Danach brauchte er seine Entschuldigung an und bat um entsprechende Bestrafung, weil ich ihn erst daran erinnern musste, daß er sich zu entschuldigen hätte. Es war ihm peinlich, das nicht schon sofort getan zu haben, als er zuhause aufgeschlagen ist.

Ich habe, da er erst auf die Sache gekommen ist sich zu entschuldigen beschlossen, ihn bis Dienstag (wo er nachhause gekommen ist) weiter im Kerkermodus zu halten. Er ist einverstanden und er hat sich verständig gezeigt und er akzeptiert die Strafe.

Die Decke kommt weg, er ist ab sofort bis Dienstag nackt und er darf nicht zur Toilette. Anstatt der Decke bekommt er eine Europalette mit Pappe darauf um vom kalten Boden weg zu sein. Die kurze Kette wird noch mehr verkürzt. Stehen wir nicht mehr möglich sein. Das Licht im Keller bleibt bis auf 3 mal 10 Minuten in denen er etwas zu Essen bekommt aus. Neben der Palette steht ein Eimer in die er seine Notdurft erledigen kann. Ab sofort wird auch sein Hintern noch in die Paddelstrafe aufgenommen. Da er definitiv in dieser Zeit keine Windel tragen wird, ist das Hygienisch gesehen ok.

Ich will zu jedem Moment an dem ich ihn besuche um nach den rechten zu sehen eine Entschuldigung für sein Vergehen hören.(das Babyfon läuft dauernd)

Dienstag morgen um 7 Uhr endet die Strafe und er darf sich mit einer Dusche wieder brauchbar machen. Danach wird er mich verwöhnen dürfen und sich wieder anziehen. Wie schon angekündigt bis Weihnachten in Kompressionsstrumpfhosen und Miederbody.

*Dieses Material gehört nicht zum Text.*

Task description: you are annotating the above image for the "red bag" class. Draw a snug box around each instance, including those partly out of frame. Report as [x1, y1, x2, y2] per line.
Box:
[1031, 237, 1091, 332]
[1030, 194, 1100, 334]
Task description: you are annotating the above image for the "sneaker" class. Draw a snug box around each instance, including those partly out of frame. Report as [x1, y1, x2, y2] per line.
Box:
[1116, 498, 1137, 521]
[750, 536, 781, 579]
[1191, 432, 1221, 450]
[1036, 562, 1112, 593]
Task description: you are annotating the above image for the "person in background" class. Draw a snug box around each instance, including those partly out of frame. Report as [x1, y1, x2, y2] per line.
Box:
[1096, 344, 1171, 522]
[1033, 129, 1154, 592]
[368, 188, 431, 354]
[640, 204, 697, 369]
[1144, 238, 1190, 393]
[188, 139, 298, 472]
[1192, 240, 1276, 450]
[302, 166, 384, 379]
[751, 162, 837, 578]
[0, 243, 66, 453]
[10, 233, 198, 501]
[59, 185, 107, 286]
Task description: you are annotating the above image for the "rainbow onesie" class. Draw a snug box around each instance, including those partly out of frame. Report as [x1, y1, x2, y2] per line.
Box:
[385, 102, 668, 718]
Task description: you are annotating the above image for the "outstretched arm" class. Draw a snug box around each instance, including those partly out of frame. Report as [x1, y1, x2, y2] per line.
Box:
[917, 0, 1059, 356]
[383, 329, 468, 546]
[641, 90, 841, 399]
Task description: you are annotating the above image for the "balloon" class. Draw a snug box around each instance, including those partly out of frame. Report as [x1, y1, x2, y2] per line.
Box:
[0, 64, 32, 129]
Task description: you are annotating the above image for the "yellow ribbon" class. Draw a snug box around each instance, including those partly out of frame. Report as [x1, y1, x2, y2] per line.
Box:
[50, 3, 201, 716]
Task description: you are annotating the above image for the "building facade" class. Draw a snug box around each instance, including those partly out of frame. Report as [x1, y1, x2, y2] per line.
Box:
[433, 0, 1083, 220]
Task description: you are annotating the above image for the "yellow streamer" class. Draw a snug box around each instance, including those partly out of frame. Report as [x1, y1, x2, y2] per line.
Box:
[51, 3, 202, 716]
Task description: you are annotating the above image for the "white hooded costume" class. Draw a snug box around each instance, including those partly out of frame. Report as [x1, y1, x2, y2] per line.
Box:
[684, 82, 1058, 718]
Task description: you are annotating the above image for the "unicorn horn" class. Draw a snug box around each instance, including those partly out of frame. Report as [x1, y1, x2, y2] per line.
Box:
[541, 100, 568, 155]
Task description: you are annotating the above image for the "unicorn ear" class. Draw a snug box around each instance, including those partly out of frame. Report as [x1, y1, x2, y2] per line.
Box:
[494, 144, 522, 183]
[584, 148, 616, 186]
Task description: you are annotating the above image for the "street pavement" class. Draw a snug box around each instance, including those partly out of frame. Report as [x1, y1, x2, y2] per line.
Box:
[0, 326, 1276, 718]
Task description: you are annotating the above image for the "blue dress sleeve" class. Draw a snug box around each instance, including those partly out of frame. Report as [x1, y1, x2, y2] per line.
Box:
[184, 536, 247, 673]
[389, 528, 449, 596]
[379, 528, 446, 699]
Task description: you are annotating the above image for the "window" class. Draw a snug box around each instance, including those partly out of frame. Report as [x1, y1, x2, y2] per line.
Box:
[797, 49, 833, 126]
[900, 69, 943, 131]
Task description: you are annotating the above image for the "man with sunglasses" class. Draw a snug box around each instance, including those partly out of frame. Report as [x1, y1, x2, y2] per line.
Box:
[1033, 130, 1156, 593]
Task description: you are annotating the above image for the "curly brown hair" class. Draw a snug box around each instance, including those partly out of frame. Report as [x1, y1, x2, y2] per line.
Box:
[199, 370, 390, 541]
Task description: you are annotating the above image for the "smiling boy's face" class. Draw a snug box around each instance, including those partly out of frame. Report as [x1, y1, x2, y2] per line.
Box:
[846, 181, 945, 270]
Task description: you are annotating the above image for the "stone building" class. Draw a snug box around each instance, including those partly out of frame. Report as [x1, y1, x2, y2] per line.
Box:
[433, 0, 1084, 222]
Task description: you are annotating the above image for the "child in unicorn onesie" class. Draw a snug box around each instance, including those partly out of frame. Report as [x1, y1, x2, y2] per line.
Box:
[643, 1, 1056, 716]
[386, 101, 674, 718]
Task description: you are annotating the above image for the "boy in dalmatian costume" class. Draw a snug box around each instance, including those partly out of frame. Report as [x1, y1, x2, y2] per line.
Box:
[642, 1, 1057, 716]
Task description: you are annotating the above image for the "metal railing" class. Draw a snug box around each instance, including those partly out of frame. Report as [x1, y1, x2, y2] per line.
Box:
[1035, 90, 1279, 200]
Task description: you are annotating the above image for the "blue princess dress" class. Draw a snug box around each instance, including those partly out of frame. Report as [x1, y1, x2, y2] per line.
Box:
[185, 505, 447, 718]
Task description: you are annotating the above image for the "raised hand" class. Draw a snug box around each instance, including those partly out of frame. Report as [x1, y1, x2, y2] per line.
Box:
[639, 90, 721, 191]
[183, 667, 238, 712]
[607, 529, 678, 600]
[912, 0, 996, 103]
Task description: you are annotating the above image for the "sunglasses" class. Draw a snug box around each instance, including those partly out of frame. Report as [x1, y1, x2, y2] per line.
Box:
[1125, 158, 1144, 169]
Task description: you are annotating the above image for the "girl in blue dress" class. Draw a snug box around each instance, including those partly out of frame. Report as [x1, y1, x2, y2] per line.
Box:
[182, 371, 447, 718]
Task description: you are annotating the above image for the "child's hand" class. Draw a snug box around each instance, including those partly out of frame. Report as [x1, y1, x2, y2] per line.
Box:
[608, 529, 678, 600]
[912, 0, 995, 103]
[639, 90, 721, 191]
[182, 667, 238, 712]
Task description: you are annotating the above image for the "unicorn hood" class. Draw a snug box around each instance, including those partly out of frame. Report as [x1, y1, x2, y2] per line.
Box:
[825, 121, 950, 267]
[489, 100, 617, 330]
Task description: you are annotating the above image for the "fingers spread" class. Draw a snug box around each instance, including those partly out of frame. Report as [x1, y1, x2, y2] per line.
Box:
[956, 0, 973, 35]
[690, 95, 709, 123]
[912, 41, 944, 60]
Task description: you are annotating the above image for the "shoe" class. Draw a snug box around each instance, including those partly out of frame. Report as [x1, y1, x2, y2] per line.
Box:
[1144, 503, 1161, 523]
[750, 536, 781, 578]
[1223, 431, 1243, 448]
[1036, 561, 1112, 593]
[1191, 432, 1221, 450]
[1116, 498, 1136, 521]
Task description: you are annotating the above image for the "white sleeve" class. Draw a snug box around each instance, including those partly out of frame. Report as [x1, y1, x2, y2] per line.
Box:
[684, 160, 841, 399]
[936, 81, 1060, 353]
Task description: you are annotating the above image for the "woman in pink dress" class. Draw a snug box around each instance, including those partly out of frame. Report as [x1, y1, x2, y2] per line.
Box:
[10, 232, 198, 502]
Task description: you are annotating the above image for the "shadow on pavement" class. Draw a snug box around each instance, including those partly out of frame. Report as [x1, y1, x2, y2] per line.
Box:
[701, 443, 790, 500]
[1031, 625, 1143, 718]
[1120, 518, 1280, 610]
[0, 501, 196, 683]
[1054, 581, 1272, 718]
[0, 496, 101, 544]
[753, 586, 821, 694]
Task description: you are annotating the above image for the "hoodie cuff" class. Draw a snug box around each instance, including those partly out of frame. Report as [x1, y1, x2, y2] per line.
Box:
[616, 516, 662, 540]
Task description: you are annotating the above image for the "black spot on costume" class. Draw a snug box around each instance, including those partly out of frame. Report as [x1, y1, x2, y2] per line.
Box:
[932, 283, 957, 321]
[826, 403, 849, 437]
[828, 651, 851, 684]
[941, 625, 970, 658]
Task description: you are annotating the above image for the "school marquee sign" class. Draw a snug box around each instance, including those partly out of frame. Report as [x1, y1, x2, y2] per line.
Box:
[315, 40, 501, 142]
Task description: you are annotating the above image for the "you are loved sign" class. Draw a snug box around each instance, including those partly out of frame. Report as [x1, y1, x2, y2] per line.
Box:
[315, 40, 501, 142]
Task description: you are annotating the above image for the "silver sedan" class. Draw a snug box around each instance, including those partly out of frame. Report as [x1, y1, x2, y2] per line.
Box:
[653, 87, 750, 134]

Und dann hat er mir einen Vorschlag zu machen, wie er die verweigerte Aufgabe in Rattenberg wieder gut machen will. Soll heißen, er muß sich in der Öffentlichkeit sehr weit über sein eigenes Schamgefühl hinaus bewegen. Das muß zeitnah passieren und erst danach ist er völlig rehabilitiert und es kann in den Standardaltag übergegangen werden.

Er hat allem ohne meckern zugestimmt. Jetzt bin ich gespannt was er sich überlegt.

Ich hoffe, diese Vorgehensweise psaat besser in euer Weltbild. Er weiß warum, er weiß genau was er zu erwarten hat und er kennt die Konsequenz wenn er wieder verweigert. Dann geht es nämlich wieder in den Keller. Und sicher nicht kürzer als jetzt.